Cerchi un piccolo re? Produce vino
Un’indagine mostra come il vino italiano sia una costellazioni di dinastie che possiedono oltre la metà delle cantine italiane più grandi e remunerative
Letto per voi da Donatella Cinelli Colombini
La copertina del Wine Spectator con l’Antinori family è quasi l’immagine di questa affermazione, ma qui di seguito ci sono le prove scientifiche. L’Osservatorio AUB sulle Aziende Familiari italiane che fa riferimento a UniCredit, Università Bocconi e Camera di Commercio di Milano, fotografa le 175 cantine italiane con oltre i 10 milioni di fatturato scoprendo che oltre la metà del totale è a conduzione familiare. C’è di più, tre su quattro, sono ancora guidate dal pater familias cioè da un leader individuale. Il 76% di queste cantine è addirittura controllata da
una sola famiglia. Ma c’è un grosso tallone d’Achille in quello che sembra una costellazione di piccoli regni dinastici: il 26% di questi re ha oltre 70 anni. Un profilo decisamente geriatrico rispetto agli altri settori economici dove tale quota è del 18%.
Una situazione che ricorda quella della dinastia britannica e la frase che l’erede della Regna Vittoria, Edoardo che disse all’Arcivescovo di Cantebury <<Sono felice di avere un Padre eterno. Ma una madre eterna!>>
Nonostante sia un settore con dirigenza attempata, le cantine familiari sono guidate decisamente bene, anzi più sale la presenza della famiglia nel CdA e meglio vanno i bilanci.
Le cantine familiari hanno superato la crisi immettendo il proprio denaro in azienda e accrescendo l’export con una media del 47% di vino venduto oltre confine.
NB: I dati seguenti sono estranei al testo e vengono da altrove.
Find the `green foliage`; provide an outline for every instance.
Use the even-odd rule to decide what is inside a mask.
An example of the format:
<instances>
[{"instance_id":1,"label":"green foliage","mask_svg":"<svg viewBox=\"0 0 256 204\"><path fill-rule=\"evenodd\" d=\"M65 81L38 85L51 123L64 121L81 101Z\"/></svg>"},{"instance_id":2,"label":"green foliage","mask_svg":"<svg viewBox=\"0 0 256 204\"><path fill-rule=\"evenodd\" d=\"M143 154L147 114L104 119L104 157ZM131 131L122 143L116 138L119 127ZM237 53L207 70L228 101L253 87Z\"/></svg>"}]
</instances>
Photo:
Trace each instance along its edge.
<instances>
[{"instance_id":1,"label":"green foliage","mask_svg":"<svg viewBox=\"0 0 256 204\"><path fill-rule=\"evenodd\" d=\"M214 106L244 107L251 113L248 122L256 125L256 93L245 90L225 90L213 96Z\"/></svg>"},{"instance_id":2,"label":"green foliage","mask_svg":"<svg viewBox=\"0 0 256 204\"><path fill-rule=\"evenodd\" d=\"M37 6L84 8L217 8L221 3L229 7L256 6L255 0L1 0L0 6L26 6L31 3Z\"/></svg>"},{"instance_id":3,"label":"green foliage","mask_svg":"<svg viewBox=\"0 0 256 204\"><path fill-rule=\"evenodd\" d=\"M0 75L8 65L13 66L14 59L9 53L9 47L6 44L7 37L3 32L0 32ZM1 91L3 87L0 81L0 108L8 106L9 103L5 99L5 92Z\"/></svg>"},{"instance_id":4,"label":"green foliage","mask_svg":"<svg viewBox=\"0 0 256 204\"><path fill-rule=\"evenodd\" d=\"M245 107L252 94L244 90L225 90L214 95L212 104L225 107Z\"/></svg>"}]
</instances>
Una strategia che ha assicurato ROI ritorni sui capitali investiti, decisamente buoni. Anzi quando l’export sale oltre il 70% il ROI è quadruplo rispetto a chi esporta solo il 20% del fatturato.
Anche visto nel suo insieme l’agroalimentare italiano è largamente di proprietà familiare, infatti il 67% delle grandi imprese passa di padre in figlio. Uno zoccolo duro che fattura 133 miliardi e occupa 1,3 milioni di addetti.
Il rapporto annuale sulle 100 più grandi cantine italiane, pubblicato dalla mia amica Anna
Di Martino, grande esperta di economia e di vino, conferma tutto quello detto sopra. Infatti se le cantine cooperative dominano la classifica dei fatturati totali ( 1. CANTINE RIUNITE & CIV 536 milioni di fatturato, 2° GIV 348.000.000, 3° CAVIRO 230.000.000) quelle familiari sono le più remunerative << A eccezione di Ruffino, Farnese group e Duca di Salaparuta, sono tutte aziende a proprietà familiare quelle che sfoggiano gli indici di redditività più elevati. Questa ambita graduatoria , stilata in base all’incidenza dell’ebitda sul fatturato, è dominata quest’anno dalla Tenuta San Guido del marchese Nicolò Incisa della Rocchetta>>scrive Anna Di Martino.
Gli indici della redditività sono da capogiro: 59% per Incisa, 41% per Antinori, 33% per Cosumano e 30% per Frescobaldi.
Attenzione, non è tutto oro quello che luccica, se le cantine più grandi volano con bilanci più che buoni quelle più piccole fanno molta ma molta fatica soprattutto se l’export è poco sviluppato.